2004-10-26 · in Tech Notes · 633 words

I've done a couple of small patches for KRoC this week to cure minor annoyances. While the compiler's code is big and complex, it's actually pretty readable; some cautious grep usage (and a couple of hints from Fred a while ago) rapidly located the right places to make the changes. (Apparently the code used to be really messy, and Fred ran much of it through GNU indent to clean it up...)

Anyway, the first patch removed the need for the clock file. KRoC can use CPU timers on x86 to implement occam timers, and it needs to know the CPU clock speed to convert RDTSC's result into milliseconds. You used to have to provide this in a .kroc_clock file in your home directory or /etc, but it's pretty straightforward to read it from /proc/cpuinfo on Linux instead, which removes a configuration step. (While I was doing this, I found that my clock file still had the clock speed of my old "slow" machine in it.) Other OSs usually have ways of getting the x86 clock speed too (some of them even do a Linux /proc emulation). We could do with fixing the KRoC build script so that it doesn't tell you to create the clock file any more...

While doing that, I also fixed a really little bug whereby KRoC-compiled programs wouldn't notice if the clock file was empty. For future reference, the clock speed detection stuff is in ccsp/common/rtsmain.c, and it's used in tranx86/arch386.c; the variable is glob_cpufactor.
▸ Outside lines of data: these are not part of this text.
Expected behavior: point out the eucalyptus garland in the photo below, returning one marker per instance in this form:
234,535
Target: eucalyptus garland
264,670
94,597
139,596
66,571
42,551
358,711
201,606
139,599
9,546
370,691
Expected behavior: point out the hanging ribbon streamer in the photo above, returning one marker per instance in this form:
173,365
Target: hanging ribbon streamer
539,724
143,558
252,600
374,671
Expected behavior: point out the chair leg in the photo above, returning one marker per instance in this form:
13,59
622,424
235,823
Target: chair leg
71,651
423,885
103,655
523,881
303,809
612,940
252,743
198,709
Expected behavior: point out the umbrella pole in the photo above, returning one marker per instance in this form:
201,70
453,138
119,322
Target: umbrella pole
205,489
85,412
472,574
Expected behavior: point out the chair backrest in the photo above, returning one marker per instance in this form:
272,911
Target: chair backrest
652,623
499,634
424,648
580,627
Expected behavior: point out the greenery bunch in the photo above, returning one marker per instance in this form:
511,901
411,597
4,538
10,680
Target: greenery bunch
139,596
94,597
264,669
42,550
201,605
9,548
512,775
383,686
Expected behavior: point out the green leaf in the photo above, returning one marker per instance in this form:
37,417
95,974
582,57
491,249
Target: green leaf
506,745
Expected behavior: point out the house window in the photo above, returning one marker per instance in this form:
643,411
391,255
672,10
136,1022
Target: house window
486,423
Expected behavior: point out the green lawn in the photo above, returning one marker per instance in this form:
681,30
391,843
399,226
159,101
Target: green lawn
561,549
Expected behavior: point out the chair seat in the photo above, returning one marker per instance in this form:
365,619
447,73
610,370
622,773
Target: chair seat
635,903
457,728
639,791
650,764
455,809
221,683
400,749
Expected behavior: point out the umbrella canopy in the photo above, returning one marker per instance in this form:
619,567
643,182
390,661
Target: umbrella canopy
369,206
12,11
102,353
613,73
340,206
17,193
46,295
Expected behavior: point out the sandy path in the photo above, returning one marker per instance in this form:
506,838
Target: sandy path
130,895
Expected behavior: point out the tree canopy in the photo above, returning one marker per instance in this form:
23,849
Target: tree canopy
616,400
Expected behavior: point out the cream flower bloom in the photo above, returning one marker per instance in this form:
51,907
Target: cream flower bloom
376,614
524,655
The second patch implements one of the items off my occam syntax ideas list: arbitrary indentation levels. You can now use any number of spaces (Python/Haskell-style) instead of just two between indentation levels, and tabs are counted as 8 spaces so tab damage in editors is less of an issue. This was a self-contained hack to the occ21 lexer (in occ21/fe/lex1.c): the compiler keeps track of the horizontal location of anything that it reads from a file, and these are used all over the place to check correct indentation, detect continuation lines and VALOF blocks, and so on.

The easiest way of implementing this turned out to be to keep a stack of previously-used indentation levels (I started off with just one, but that breaks if you drop back more than one level!) and a depth counter. The lexer's routine to count whitespace at the start of the line now adjusts a fudge-factor variable that's added to the horizontal position when working out where in the line we are -- so the rest of the code still thinks that the programmer's using two-space indentation, and (nearly) everything works happily.

Fred took the first patch, but the second one's still pretty experimental -- the handy you-are-here pointer in compiler error messages points to the wrong place. I also need to add a couple of new lexing errors: the stack of indentation "stops" (analogous to tab stops) can fill up, and it's possible to have a new kind of broken indentation where you fall back to a level that you hadn't used before:

A
    B
  C

It did strike me while looking at the source that it'd be pretty straightforward to make some of the compiler errors more helpful: for example, there are loads of places that generate the "Incorrect indentation" error, and for some errors it'd really help to have a list of possible causes. (The most common cause of that error for new occam programmers appears to be "Didn't expect to find code here; have you forgotten a SEQ?")

I'm also not entirely convinced that the logic that deals with extremely long lines is correct: the variable that keeps track of where the compiler is in the input buffer is used in the indentation-level calculation, so when the buffer is reused it'll go back to zero...